Святая уверенность, что он возмутится в ответ на ее слова была так сильна, что теперь девушка даже не знала, что сказать. «Например, его», да? Но он же герой!
– Но вы – герой, – она повторила это вслух, и стало как-то не по себе. – Ваше имя, оно во всех учебниках, журналах, газетах. Самый популярный мужчина века, разве нет?
Скай невесело рассмеялся.
– Но не человек, не так ли, Станислава?
И она снова не нашлась, что ему ответить. Он был неправ и прав одновременно. С одной стороны, большинству людей наплевать на то, что он мод. Их вообще такие «мелочи» не волнуют. С другой – да, он не был человеком, и это меняло, если не все, то многое. Она не была историком, она даже политикой не интересовалась, но даже она не могла не заметить, как в последние годы старательно заменяли имена модов на имена таких же героев, но обычных людей. «Естественных», как писали в ее детстве.
Сейчас писали просто «людей». А модификантов в открытую называли модификантами.
Она считала это правильным, черт, она до сих пор считала это правильным, точно зная, насколько моды опасны. Но, на самом-то деле, это было подло. Они не люди? Да, но…

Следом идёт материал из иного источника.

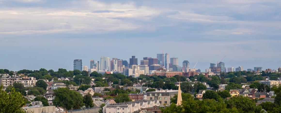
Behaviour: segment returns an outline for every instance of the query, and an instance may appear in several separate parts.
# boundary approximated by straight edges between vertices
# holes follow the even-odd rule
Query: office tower
[[[140,65],[148,65],[148,60],[140,60]]]
[[[220,62],[217,64],[218,68],[220,67],[221,68],[221,72],[226,72],[225,70],[225,63],[221,62]]]
[[[140,65],[139,66],[140,70],[144,71],[144,74],[148,75],[149,73],[149,67],[148,65]]]
[[[165,68],[167,70],[167,71],[169,70],[169,54],[166,53],[165,54],[165,59],[164,61],[165,64]]]
[[[239,71],[243,71],[244,70],[243,70],[243,66],[240,66],[235,68],[235,72],[238,72]]]
[[[82,60],[76,59],[73,62],[73,70],[82,71]]]
[[[164,54],[157,54],[158,64],[162,67],[164,66]]]
[[[83,70],[87,71],[88,71],[88,66],[83,66]]]
[[[189,62],[188,61],[183,61],[182,62],[182,70],[184,72],[187,72],[189,69]]]
[[[251,72],[253,71],[253,69],[247,69],[247,71]]]
[[[170,59],[171,63],[173,65],[178,65],[178,58],[173,57]]]
[[[210,67],[214,67],[216,66],[216,64],[213,64],[212,63],[210,63]]]
[[[149,66],[149,70],[157,70],[160,68],[161,68],[161,65],[158,64],[153,64]]]
[[[233,72],[234,71],[234,68],[233,67],[227,67],[227,72]]]
[[[101,57],[100,61],[100,70],[101,71],[110,71],[110,58],[108,57]]]
[[[143,57],[143,60],[148,60],[148,59],[151,59],[151,57]]]
[[[123,60],[122,62],[122,63],[123,65],[125,66],[125,67],[128,67],[128,61],[126,60]]]
[[[96,69],[97,72],[100,70],[100,66],[99,65],[99,61],[97,61],[96,62]]]
[[[157,58],[151,58],[148,59],[148,66],[154,64],[158,64],[158,59]]]
[[[259,72],[260,72],[262,70],[262,67],[254,67],[254,70],[255,71],[255,72],[258,72],[258,69],[259,69]]]
[[[95,60],[91,60],[90,61],[90,68],[94,69],[94,66],[95,65]]]
[[[130,66],[132,65],[138,65],[138,59],[135,56],[132,56],[132,58],[130,58]]]

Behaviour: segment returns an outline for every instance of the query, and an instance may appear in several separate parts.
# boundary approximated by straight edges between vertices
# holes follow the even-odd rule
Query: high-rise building
[[[221,72],[226,72],[226,70],[225,70],[225,63],[221,62],[220,62],[218,64],[217,64],[217,67],[220,67],[221,68]]]
[[[184,72],[187,72],[189,69],[189,62],[188,61],[183,61],[182,62],[182,70]]]
[[[83,70],[88,71],[88,66],[83,66]]]
[[[123,60],[122,62],[122,63],[125,67],[128,67],[128,61],[126,60]]]
[[[216,66],[216,64],[214,64],[212,63],[210,63],[210,67],[214,67]]]
[[[132,65],[138,65],[138,58],[135,56],[132,56],[132,58],[130,58],[130,66]]]
[[[158,59],[157,58],[151,58],[148,59],[148,66],[154,64],[158,64]]]
[[[235,72],[238,72],[239,71],[243,71],[244,69],[243,68],[243,66],[240,66],[238,67],[238,68],[235,68]]]
[[[91,60],[90,61],[90,68],[94,69],[95,64],[95,60]]]
[[[148,65],[148,60],[140,60],[140,65]]]
[[[143,57],[143,60],[148,60],[148,59],[151,59],[151,57]]]
[[[158,59],[158,64],[162,67],[164,66],[164,54],[157,54],[157,59]]]
[[[161,68],[161,65],[158,64],[153,64],[149,66],[149,70],[157,70]]]
[[[73,62],[73,70],[82,71],[82,60],[76,59]]]
[[[100,70],[101,71],[110,71],[110,58],[108,57],[101,57],[100,61]]]
[[[164,59],[165,64],[165,68],[167,71],[169,70],[169,54],[166,53],[165,54],[165,59]]]
[[[234,68],[233,67],[227,67],[227,72],[233,72],[234,71]]]
[[[96,69],[97,71],[98,71],[101,70],[100,66],[99,65],[99,61],[97,61],[96,62]]]
[[[178,65],[178,58],[173,57],[170,59],[171,63],[173,65]]]
[[[258,69],[259,70],[259,72],[262,71],[262,67],[254,67],[254,71],[255,72],[258,72]]]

В ее голове крутились сотни разных «но», только ни одно из них не было достаточным. Раньше так не делали? Раньше было раньше. Раньше не знали, на что способны сходящие с ума модификанты. Раньше – была война.
– Станислава, – его голос вырвал ее из размышлений. – Оставьте это. Неважно, зачем, почему, как. Просто мы больше не нужны.
– Это подло.
– Нет, – она не верила своим глазам, но на его лице была светлая, хотя и чуть печальная улыбка. – Это просто жизнь, юная леди. Мы были нужны – и нас создали. Мы умирали за вас – и по нам плакали. Мы выиграли эту войну – и нас чествовали. Но было бы глупо предполагать, что это продлиться вечно.
– Но…
Он перебил ее, не давая ей договорить:
– Станислава… Стана, поймите, я не бессмертен, но я буду жить долго, очень долго, если меня не убьют. Я буду молод. Я буду – а тех, за кого я воевал, уже не будет. Вот это – подло, с человеческой точки зрения, – он взял ее за руку. – Вы называли имена в аудитории, а я их вспоминал. И, знаете, Стана, за их жизни я бы без раздумий заплатил миллионами человеческих, – ее передернуло, а он улыбнулся. – Вот именно этого люди и не могут нам простить. Именно это сейчас называют психологическими травмами и отклонениями, характерными для модов первого поколения.
Непонятно из-за чего на глаза навернулись слезы. Она плакала, и ей почему-то казалось, что она плачет не из-за него, а за него. Стана действительно ненавидела модов, боялась модов. Но сейчас, понимая сколько они потеряли, она их жалела. Ущербная женская логика, как любят говорить сексисты.
– Вы умирали за нас, – всхлипывая, пробормотала она фразу из старой послевоенной агитки.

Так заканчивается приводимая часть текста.